Heinrich Wefing kommentiert in der ZEIT (auch online) zum Thema Datenschutz und dem „neuen Bewusstsein“, das in der Öffentlichkeit angesichts der jüngst bekannt gewordenen Schludereien keimt. Ganz richtig stellt er dabei fest:

Der verbreitete Glaube, wer sich nichts zuschulden kommen lasse, der habe auch nichts zu befürchten von den staatlichen und gewerblichen Datensammlern, ist längst nicht mehr naiv. Sondern töricht.

Dass nun die Politik gefordert ist, liegt nahe – wobei man vielleicht deutlicher als im vorliegenden Kommentar darauf hinweisen sollte, dass auch der Staat selbst sich wieder auf das Prinzip der Datensparsamkeit besinnen sollte!
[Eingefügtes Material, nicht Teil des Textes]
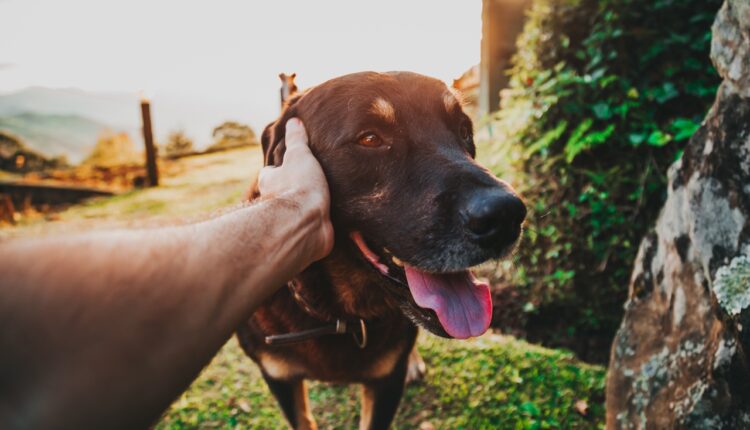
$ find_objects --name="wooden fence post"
[141,97,159,187]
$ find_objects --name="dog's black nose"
[459,188,526,247]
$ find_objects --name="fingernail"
[286,118,302,130]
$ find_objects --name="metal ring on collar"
[352,319,367,349]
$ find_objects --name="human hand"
[258,118,333,262]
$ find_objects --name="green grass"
[0,148,605,429]
[156,333,604,429]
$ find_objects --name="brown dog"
[238,72,526,429]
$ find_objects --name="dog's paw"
[406,347,427,384]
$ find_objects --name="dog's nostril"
[461,189,526,240]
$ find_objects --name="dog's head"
[262,72,526,338]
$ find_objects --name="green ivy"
[483,0,721,360]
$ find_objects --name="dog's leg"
[263,374,318,430]
[406,344,427,384]
[359,358,408,430]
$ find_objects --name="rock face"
[607,0,750,429]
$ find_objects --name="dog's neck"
[290,246,400,320]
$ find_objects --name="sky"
[0,0,481,136]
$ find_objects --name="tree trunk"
[607,0,750,429]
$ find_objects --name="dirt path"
[0,147,263,239]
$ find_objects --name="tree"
[208,121,258,151]
[488,0,721,362]
[607,0,750,429]
[164,130,193,157]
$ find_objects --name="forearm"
[0,199,319,428]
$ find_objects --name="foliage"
[484,0,721,359]
[164,130,193,157]
[156,335,604,429]
[82,133,143,167]
[208,121,258,151]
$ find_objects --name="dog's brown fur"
[238,72,525,429]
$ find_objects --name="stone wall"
[607,0,750,429]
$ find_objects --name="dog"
[237,72,526,429]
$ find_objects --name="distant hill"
[0,87,262,162]
[0,112,119,163]
[0,87,140,129]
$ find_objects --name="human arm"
[0,117,333,428]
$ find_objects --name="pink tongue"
[404,265,492,339]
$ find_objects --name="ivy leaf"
[592,102,612,120]
[647,130,672,146]
[671,118,701,142]
[524,120,568,158]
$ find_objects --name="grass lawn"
[0,148,605,429]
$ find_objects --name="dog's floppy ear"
[260,94,302,166]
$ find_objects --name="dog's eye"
[358,133,383,148]
[458,124,471,141]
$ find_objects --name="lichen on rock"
[713,254,750,316]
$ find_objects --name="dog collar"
[265,279,367,349]
[266,319,367,349]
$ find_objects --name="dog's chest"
[253,321,416,382]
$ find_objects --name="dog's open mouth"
[351,232,492,339]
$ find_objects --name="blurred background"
[0,0,721,429]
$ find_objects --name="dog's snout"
[460,188,526,247]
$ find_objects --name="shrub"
[208,121,259,151]
[82,133,143,167]
[164,130,193,157]
[483,0,721,360]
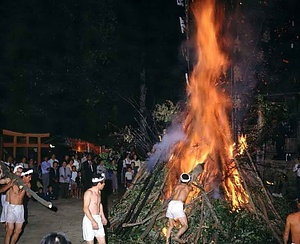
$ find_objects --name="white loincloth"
[166,200,186,219]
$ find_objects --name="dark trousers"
[42,173,49,194]
[52,182,59,199]
[60,183,69,198]
[296,176,300,200]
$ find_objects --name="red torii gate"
[0,130,50,163]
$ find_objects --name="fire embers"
[165,0,248,210]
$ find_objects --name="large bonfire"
[111,0,283,243]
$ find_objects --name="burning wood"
[111,0,283,243]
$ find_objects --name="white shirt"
[123,158,131,168]
[125,171,133,180]
[48,158,58,168]
[73,159,79,171]
[293,163,300,177]
[71,171,77,181]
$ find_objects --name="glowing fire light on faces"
[165,0,248,208]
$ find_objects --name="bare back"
[172,183,192,203]
[88,189,101,215]
[7,185,26,205]
[285,212,300,243]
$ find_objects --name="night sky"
[0,0,300,143]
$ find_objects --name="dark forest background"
[0,0,300,143]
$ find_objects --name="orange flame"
[238,135,248,155]
[165,0,248,207]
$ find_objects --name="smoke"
[146,122,186,171]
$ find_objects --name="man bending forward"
[166,173,192,244]
[82,174,107,244]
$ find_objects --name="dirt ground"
[0,191,120,244]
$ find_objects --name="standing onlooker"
[97,160,106,175]
[125,167,133,189]
[121,152,131,183]
[293,157,300,200]
[28,158,39,192]
[59,161,71,198]
[50,161,59,199]
[19,156,29,169]
[48,153,58,168]
[131,154,141,174]
[82,155,97,191]
[76,171,83,198]
[73,154,81,172]
[70,165,78,197]
[41,156,51,194]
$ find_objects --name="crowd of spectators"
[1,152,142,201]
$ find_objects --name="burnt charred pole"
[176,0,191,83]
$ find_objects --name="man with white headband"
[5,165,32,244]
[82,173,107,244]
[166,173,192,244]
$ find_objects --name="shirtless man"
[4,166,31,244]
[82,173,107,244]
[166,173,192,244]
[0,165,23,229]
[283,200,300,244]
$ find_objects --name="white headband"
[14,165,23,173]
[21,169,33,176]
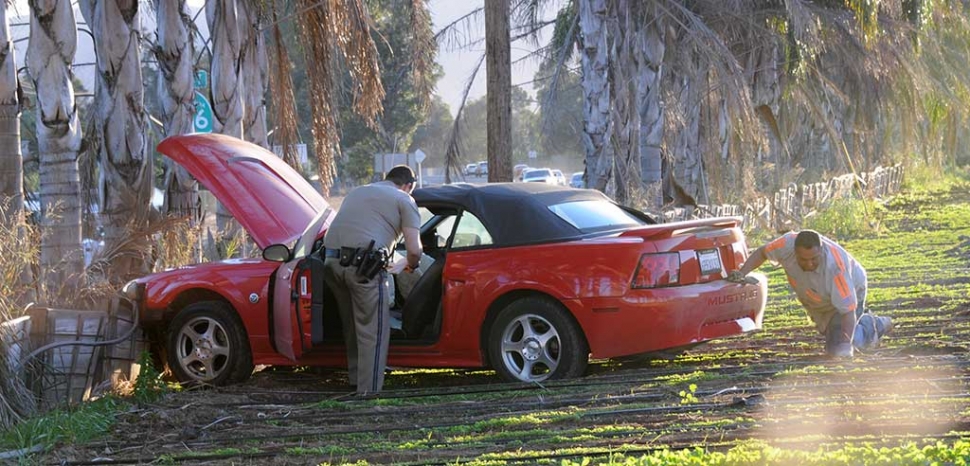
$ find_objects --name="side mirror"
[263,244,290,262]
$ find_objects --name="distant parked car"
[569,172,586,188]
[522,168,559,184]
[552,168,566,186]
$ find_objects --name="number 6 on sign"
[192,91,212,133]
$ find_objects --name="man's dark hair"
[384,165,417,186]
[795,230,822,249]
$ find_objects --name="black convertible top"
[413,183,613,246]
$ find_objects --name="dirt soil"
[38,186,970,465]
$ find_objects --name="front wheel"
[487,298,589,382]
[166,301,253,385]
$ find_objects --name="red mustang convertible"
[123,134,767,385]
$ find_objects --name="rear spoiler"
[619,217,744,239]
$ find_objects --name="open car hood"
[158,134,329,249]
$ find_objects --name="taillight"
[633,252,680,288]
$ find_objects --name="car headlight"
[121,280,145,302]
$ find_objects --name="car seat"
[401,259,445,338]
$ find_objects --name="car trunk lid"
[619,217,747,286]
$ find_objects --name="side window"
[451,212,492,248]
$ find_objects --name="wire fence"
[663,165,903,232]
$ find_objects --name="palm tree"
[485,0,512,182]
[296,0,384,193]
[0,4,24,222]
[154,0,199,216]
[237,1,269,148]
[205,0,243,139]
[579,0,613,192]
[80,0,154,279]
[627,2,667,211]
[26,0,84,291]
[205,0,244,249]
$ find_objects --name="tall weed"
[802,198,884,240]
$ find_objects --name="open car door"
[270,208,336,361]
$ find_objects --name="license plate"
[697,249,721,275]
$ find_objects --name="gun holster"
[357,243,390,280]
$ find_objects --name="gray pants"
[825,288,892,354]
[323,257,391,394]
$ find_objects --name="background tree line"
[0,0,970,314]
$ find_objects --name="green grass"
[0,396,121,450]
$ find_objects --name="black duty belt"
[323,248,357,259]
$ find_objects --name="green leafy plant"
[679,383,699,405]
[132,350,168,403]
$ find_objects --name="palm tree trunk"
[155,0,199,218]
[27,0,84,292]
[579,0,613,192]
[634,3,666,211]
[205,0,243,256]
[667,44,708,203]
[205,0,243,139]
[0,5,37,304]
[237,0,269,148]
[80,0,154,278]
[485,0,512,182]
[609,0,640,204]
[0,1,24,220]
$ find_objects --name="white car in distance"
[522,168,559,184]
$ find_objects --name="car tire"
[487,297,589,382]
[165,301,253,385]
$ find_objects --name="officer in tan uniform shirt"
[323,165,422,395]
[728,230,892,357]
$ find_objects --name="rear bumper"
[576,273,768,358]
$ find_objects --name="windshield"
[293,208,333,259]
[523,169,551,179]
[549,201,646,233]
Selbst wenn man diesem „großen Bruder“ vertraut, zeigt doch die Erfahrung, dass Daten, wenn sie erst einmal erhoben wurden, beinahe regelmäßig auch zu anderen als den vorgesehenen Zwecken missbraucht werden. Und wie glaubwürdig ist ein Gesetzgeber, der anderen den Hunger nach Daten austreiben will, selbst aber alles wissen möchte? …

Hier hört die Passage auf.